The curse had always been feathery to Juni, like a cirrus cloud, because Anya had never really explained its origin. Nor did she talk much about her own childhood story. Instead, Juni and Connor had followed Anya around in the garden and the woods, along the creeks and rivers and on the lake, as she wove stories of distant family with the fairy tales of the Brothers Grimm until all that darkness and wonder had blended into an irresistible stew. It coursed through Juni’s veins and wrapped around her heart and had her believing that her own miraculous survival, and her life yet to be lived, was part of some vast fairy tale she didn’t yet understand.

“But look what happened to you, to Grandpa Charlie and now to Connor. The stories you’ve told about the rest of the family . . .”

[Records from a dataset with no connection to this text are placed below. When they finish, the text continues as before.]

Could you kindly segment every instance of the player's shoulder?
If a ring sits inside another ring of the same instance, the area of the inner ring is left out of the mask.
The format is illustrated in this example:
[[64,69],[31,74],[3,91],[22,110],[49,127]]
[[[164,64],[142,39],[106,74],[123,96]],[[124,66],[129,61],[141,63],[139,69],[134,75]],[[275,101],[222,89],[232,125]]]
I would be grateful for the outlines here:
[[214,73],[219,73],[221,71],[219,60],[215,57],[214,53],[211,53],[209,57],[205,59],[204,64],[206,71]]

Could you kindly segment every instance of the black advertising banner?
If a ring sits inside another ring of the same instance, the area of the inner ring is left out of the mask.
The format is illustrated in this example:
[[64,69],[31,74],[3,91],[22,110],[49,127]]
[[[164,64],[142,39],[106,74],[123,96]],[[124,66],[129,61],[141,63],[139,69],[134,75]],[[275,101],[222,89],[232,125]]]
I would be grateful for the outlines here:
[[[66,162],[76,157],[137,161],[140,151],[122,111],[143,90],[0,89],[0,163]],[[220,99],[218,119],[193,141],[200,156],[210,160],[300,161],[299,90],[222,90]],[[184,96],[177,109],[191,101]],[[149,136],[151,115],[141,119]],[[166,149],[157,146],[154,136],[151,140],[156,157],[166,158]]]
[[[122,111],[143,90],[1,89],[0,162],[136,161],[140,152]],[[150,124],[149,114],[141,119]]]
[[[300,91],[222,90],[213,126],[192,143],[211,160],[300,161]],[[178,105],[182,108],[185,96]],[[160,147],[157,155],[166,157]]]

“Enough, Juni! We are in charge of our own stories, not the other way around.” Anya’s hand fluttered to her mouth. “No more talk of curses. Promise me.”

“Okay, Anya. I promise.”

Juni was left even more shaken. She’d never seen Anya in such a state.

Over the days that followed, Juni desperately tried to talk herself out of believing the curse was real, that there was any meaning in her vision of antlers. It was as Anya had said—her sleeping brain had given her a symbol. That was all. She tried to believe she was no more cursed to grow deer antlers than she was to find herself trapped inside the body of a fox.

But she couldn’t. No matter how hard Juni tried, she just couldn’t shake the feeling of those new velvet bones taking hold. That alongside losing something precious, she had gained something impossible.